Internal CFD can model the airflow within a space in microscopic detail and is therefore an excellent tool to be used in assessing the performance of a building HVAC system. With CFD you can quickly study the variation in flow patterns due to the space conditions which means consideration such as occupant comfort, air mixing, age of air and pressure distribution for diffuser selection can all be assessed. The CFD model can be constructed to include the specifics of the space environment such as furniture arrangements which will have a direct effect on airflow direction along with capitalising on surface boundary data, temperatures and flow rates, available from an energy model to enhance the model quality.

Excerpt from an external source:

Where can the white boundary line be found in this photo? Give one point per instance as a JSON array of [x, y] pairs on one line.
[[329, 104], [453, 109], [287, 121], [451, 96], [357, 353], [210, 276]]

For example things get a tricky when the space size increases and ventilation strategies are non-traditional. Take the example of a large auditorium which are now typically designed to have underfloor plenums and swirl diffusers with the overriding assumption the flow will be uniformly distributed across the various swirl diffusers. Time and again the design team will fail to account for the stratification caused by the inclined shape of the auditorium due to uniform distribution of flow through the diffusers. The audience near the speaker will report the seating to be cold whereas those at back will report it too warm.
Sometimes there is limited space to ‘package’ the underfloor plenum and could cause unfavourable non-uniform distribution of flow across the diffusers due to unexpected pressure variation in the plenum. The quick solution is to reduce the size of opening of the swirl diffusers in the front of the auditorium and increase it at the back. However if the diffusers are non-adjustable then it becomes a difficult conundrum to solve but completely avoidable if modelled beforehand.